Официант позволил себе улыбнуться и положил картонку с меню на стол у графина с водой. Когда он отходил, подняв брови, девушка проследила за ним взглядом и улыбнулась.
— Кажется, вы его шокировали, — сказала она.
— Быть не может, — ответил Аркуларис. — Официанты — мертвые души, а иначе как можно оставаться официантом? Они думают, что уже видели и знают всё на свете. Они страдают от дежа–вю. Лично я их не виню.

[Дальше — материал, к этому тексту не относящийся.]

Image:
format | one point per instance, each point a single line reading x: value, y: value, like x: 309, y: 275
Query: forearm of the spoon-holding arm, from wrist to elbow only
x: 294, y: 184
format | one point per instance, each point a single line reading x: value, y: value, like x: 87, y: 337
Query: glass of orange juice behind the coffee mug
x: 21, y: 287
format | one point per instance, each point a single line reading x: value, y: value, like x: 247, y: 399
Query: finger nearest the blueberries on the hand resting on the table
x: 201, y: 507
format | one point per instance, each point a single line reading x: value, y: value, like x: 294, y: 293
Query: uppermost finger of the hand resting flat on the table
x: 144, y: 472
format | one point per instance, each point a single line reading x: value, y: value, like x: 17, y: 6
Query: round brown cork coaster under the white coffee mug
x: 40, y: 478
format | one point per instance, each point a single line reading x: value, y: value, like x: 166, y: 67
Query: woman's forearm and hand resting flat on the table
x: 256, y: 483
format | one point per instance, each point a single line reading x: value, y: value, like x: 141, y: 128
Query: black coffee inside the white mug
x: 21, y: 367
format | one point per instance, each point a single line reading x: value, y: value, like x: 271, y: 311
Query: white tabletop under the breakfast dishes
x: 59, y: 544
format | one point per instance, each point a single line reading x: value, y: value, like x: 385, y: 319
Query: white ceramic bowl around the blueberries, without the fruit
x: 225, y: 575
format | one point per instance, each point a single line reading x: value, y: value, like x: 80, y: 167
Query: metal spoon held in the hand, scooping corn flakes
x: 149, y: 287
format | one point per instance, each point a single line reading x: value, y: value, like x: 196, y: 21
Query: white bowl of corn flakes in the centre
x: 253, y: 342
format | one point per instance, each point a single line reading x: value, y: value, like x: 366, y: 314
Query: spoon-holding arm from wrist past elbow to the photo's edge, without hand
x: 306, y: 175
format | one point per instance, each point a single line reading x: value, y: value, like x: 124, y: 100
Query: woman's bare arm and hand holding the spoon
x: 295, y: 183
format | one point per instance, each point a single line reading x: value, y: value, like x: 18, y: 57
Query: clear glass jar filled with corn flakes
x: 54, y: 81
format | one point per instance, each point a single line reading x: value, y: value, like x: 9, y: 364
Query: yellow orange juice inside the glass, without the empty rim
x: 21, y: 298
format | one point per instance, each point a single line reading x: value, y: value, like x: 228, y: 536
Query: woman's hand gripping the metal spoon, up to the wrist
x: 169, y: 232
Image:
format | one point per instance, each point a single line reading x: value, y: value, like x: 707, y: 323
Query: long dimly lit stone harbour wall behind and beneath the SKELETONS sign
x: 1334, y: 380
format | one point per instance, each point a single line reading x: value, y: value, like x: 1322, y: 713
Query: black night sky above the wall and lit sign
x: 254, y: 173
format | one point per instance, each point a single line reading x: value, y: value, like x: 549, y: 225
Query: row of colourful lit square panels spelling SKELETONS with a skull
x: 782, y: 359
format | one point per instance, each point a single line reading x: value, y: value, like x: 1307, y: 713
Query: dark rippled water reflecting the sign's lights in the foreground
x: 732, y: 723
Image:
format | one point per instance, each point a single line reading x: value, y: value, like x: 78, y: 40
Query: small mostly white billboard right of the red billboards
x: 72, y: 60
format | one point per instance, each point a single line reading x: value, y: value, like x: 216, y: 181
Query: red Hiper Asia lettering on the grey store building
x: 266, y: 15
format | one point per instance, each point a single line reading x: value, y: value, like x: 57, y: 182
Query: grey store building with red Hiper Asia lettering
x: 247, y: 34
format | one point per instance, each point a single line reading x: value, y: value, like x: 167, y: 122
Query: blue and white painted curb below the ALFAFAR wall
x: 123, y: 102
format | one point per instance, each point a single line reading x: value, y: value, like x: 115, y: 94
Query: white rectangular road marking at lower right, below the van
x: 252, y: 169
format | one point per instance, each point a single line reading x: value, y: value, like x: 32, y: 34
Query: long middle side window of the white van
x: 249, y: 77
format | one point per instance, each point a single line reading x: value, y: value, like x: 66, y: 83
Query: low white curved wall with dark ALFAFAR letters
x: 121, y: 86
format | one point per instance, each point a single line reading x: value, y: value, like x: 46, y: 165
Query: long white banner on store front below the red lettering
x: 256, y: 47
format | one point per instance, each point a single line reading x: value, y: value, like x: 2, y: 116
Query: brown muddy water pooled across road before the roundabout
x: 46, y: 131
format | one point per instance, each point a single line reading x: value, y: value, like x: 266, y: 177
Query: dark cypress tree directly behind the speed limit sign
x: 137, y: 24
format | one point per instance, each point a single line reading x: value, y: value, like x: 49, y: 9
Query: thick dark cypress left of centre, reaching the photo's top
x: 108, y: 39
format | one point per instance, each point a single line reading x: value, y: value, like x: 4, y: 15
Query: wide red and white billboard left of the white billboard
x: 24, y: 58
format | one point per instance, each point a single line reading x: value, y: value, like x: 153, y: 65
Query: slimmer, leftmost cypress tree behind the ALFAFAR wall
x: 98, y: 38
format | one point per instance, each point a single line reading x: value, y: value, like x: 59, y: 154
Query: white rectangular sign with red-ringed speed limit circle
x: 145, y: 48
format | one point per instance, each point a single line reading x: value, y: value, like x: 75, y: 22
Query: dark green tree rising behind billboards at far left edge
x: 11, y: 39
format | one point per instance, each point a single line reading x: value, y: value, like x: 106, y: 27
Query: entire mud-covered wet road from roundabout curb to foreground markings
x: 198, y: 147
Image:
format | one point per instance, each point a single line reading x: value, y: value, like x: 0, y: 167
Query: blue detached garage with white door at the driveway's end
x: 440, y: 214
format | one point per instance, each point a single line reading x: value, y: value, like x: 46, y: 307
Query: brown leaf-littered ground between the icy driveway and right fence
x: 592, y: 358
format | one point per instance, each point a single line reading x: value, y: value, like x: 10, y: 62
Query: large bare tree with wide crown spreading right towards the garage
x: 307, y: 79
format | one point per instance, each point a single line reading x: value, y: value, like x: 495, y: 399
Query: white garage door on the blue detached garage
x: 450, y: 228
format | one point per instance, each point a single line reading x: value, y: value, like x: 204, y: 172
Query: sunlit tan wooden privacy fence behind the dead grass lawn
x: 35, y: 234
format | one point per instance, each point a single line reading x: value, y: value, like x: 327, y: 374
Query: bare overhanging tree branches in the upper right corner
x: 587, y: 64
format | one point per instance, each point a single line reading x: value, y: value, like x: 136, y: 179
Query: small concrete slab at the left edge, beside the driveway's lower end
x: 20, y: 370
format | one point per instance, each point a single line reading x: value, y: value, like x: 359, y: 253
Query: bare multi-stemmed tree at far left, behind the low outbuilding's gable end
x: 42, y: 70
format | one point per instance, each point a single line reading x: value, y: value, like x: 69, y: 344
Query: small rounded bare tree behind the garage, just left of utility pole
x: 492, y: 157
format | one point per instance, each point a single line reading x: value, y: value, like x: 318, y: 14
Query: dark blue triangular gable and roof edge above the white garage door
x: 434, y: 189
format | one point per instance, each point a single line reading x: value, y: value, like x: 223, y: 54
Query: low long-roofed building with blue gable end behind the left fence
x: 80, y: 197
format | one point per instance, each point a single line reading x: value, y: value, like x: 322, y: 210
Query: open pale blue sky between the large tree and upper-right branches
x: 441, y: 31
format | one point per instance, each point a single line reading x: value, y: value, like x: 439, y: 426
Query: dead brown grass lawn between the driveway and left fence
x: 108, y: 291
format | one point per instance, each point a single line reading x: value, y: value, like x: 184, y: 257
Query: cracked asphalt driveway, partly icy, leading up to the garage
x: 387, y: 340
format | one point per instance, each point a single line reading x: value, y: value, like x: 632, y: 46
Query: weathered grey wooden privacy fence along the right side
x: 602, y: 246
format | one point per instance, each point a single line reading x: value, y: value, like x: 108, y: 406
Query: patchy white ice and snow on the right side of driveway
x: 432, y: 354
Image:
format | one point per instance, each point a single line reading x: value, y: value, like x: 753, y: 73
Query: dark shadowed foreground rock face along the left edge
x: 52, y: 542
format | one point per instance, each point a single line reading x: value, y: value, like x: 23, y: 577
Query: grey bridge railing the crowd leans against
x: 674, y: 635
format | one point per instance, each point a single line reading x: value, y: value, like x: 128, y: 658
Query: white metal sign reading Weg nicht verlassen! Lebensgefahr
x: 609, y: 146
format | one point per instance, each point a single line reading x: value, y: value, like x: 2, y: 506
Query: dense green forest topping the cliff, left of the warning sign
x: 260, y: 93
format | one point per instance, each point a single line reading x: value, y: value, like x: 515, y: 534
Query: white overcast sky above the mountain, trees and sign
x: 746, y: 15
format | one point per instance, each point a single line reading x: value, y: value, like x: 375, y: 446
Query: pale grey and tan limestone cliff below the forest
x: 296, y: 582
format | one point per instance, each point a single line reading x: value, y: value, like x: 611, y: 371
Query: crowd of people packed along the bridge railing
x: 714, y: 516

— У них, должно быть, ужасная жизнь.
— Потому что они мертвы и согласились с этим.
— Вы так думаете?
— Уверен. Я и сам в душе порядочный полутруп, так что симптомы мне известны.
— Не могу понять, что вы имеете в виду?
— Ничего таинственного! Я прямо из больницы после операции. Меня считали конченным. Полгода я и сам считал себя мертвецом. Если вам когда‑то случалось серьезно болеть, вы сами знаете это ощущение — послесмертное, если можно так выразиться: снисходительная циничная терпимость ко всему и вся. Что осталось на свете такого, чего вы еще не видели, не делали или не поняли? Ничего.
Аркуларис развел руками и улыбнулся.
— Хотела бы вас понять, — ответила девушка, — только я никогда в жизни не болела.
— Ни разу?
— Ни разу.
— Хвала Господу!
Поток невыраженного и невыразимого сковал его и лишил дара речи. Он не сводил глаз с девушки, пытаясь догадаться, кто она, и потом, осознав, что, наверно, уставился на нее слишком пристально, отвел взгляд, хохотнул, и скатал пальцами комочек хлеба. Через пару секунд он позволил себе снова взглянуть на нее и увидел, что она улыбается.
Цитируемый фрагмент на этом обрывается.